Carver angled slightly westward as he reached the sand-hill country near the line. This was the poorest land in all the Strip, yet in common with better stuff it had been staked solidly on the day of the run. The majority of these sand-hill claims were destined to change hands many times before prove-up work would be completed and patents issued for the land. Carver found this country unfenced and the few homestead cabins were mainly deserted. The surface was rough and choppy, a veritable maze of dunes, some covered with tufts of tall red grass and studded with clumps of dwarfed brush and needle-leaved yucca plants. There were ridges and domes of white blow-sand, worn by the action of the wind. These stretches of sand had retarded the progress of the fire which had swept the country in late summer and the most of it was covered with grass. There were occasional flats carpeted with short, wiry salt grass. As Carver neared the edge of one of these basins he suddenly pulled up his horse and peered through the fringe of tall grass that graced the crest of an intermediate ridge.
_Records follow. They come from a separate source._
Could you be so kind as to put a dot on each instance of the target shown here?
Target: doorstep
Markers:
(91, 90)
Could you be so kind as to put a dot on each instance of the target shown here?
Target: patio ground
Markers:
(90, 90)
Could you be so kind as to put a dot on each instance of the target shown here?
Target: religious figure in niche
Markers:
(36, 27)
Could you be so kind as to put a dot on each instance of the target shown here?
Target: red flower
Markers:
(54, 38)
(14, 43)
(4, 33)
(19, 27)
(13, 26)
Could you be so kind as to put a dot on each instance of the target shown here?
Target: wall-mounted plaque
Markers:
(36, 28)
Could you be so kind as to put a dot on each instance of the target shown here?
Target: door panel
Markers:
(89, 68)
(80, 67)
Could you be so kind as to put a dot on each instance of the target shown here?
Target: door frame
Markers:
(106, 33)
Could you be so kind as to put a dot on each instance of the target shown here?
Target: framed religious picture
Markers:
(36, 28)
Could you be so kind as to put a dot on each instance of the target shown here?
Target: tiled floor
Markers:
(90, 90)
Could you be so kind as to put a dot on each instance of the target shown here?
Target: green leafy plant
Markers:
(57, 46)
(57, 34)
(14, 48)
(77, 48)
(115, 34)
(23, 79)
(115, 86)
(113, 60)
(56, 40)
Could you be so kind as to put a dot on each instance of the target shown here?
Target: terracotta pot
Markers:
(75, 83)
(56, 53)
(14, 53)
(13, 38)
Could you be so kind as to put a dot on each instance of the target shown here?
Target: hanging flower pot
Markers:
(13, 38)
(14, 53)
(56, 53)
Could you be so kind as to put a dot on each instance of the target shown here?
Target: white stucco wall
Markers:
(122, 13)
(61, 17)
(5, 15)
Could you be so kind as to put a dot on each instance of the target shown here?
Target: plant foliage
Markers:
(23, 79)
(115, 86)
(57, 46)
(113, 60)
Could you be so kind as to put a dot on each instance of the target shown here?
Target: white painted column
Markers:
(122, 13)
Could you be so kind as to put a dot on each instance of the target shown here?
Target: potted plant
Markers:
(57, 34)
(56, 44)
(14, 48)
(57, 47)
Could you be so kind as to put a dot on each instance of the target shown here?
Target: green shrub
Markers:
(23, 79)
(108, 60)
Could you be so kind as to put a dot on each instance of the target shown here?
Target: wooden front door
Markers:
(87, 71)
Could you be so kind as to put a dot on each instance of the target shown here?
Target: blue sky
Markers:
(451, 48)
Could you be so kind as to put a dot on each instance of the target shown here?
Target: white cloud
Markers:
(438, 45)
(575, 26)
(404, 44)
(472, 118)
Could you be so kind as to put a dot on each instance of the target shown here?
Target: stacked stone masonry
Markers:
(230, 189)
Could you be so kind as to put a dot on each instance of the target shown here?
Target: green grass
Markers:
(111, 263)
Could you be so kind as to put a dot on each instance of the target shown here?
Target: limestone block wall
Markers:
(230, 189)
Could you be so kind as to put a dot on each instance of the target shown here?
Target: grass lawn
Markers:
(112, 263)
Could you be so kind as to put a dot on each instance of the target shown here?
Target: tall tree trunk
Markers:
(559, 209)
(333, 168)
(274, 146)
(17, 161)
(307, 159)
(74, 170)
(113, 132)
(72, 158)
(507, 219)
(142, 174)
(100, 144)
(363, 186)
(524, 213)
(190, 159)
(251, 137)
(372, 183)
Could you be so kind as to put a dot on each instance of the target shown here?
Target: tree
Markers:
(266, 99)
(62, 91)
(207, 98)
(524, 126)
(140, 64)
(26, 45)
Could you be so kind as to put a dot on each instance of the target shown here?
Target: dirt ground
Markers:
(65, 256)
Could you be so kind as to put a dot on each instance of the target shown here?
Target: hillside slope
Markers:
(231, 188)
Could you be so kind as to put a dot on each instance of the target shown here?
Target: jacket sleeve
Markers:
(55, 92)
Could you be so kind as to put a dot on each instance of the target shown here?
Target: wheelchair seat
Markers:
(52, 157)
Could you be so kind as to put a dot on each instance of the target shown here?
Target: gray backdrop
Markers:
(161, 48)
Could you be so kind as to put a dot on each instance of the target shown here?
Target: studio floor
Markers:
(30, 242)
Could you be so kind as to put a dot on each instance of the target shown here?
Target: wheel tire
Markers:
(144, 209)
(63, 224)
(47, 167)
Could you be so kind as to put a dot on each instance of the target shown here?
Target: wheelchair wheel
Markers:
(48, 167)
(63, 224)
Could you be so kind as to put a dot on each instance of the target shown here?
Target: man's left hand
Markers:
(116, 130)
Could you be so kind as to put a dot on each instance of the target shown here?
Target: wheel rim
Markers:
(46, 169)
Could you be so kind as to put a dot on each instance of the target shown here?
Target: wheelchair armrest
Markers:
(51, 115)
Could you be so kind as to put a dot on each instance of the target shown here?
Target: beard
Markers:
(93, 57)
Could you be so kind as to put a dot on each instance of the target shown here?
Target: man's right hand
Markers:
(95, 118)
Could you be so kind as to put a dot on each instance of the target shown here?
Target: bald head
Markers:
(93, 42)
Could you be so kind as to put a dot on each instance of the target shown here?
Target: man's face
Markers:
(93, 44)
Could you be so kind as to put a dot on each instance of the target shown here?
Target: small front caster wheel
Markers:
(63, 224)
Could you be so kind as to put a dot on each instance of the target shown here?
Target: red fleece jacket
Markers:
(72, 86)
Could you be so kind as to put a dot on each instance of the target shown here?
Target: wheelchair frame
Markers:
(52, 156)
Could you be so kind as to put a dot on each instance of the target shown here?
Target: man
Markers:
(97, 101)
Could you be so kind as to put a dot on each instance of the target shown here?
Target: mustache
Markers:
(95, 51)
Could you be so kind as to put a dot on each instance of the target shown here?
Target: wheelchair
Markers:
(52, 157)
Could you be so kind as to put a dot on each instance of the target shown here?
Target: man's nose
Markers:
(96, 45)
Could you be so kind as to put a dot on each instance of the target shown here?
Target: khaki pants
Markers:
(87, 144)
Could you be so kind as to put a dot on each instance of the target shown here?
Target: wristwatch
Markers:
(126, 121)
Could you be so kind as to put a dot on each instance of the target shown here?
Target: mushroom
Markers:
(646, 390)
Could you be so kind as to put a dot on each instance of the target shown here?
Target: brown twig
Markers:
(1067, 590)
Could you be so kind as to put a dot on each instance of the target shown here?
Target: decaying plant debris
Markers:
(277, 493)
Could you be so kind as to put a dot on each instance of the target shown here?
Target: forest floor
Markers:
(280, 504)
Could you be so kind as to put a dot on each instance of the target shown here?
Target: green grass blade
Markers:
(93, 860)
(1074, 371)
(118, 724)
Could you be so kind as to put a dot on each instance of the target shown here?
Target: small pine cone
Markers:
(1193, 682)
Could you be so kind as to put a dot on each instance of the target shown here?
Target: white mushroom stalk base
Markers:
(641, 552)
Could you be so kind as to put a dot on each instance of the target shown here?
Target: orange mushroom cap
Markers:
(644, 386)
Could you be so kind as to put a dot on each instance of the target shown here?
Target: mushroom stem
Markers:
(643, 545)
“Here comes the casual party now,” he commented. “Wounded as stated in the reports, and with a posse right at his heels.”
Two hundred yards out in the flat a rider was pounding down toward the possible cover afforded by the rough country which Carver had just traversed. His left arm hung stiffly at his side and he turned in his saddle with an effort as he gazed back at a group of horsemen, some eight or ten of them, that were surging out into the far edge of the depression a mile or more behind.
As Bart crossed the low ridge he started to whirl his horse at the sight of the man posted in his line of flight, then recognized Carver and held straight on. Carver turned and rode with him, noting that Bart’s horse was almost spent.
“I’d trade mounts and let them pick me up instead. I could furnish a perfect alibi,” Carver said. “But that wouldn’t do. They’d trace the ownership of your horse.”
“Don’t let that point deter you,” Bart returned easily. “This is no horse of mine. I wouldn’t own him. I borrowed him, sort of, on the spur of the moment.”
“But the saddle,” Carver insisted.
“Goes with the horse,” said Bart. “You’re not up to yourself or you’d recognize that it ain’t my outfit.”
“All right. Let’s switch. Quick!” Carver ordered. “Duck up that coulee to the left and keep on the grass where it won’t leave any tracks,” he advised, when the change had been effected. “Push him hard and hold to the bottoms.”
Carver veered off to the right. He had covered something over half a mile when the posse sighted him as he crossed a low ridge. For another three miles he maintained a lead, then rode out on to a high point of ground and halted his weary mount. The posse had fanned out over a half-mile front to guard against their quarry’s doubling back through the choppy breaks. One after another of the man-hunters sighted the solitary figure on the ridge and headed for the spot. Carver turned and regarded the first two that approached. They pulled their horses to a walk, allowing time for another pair of riders to draw in from the right.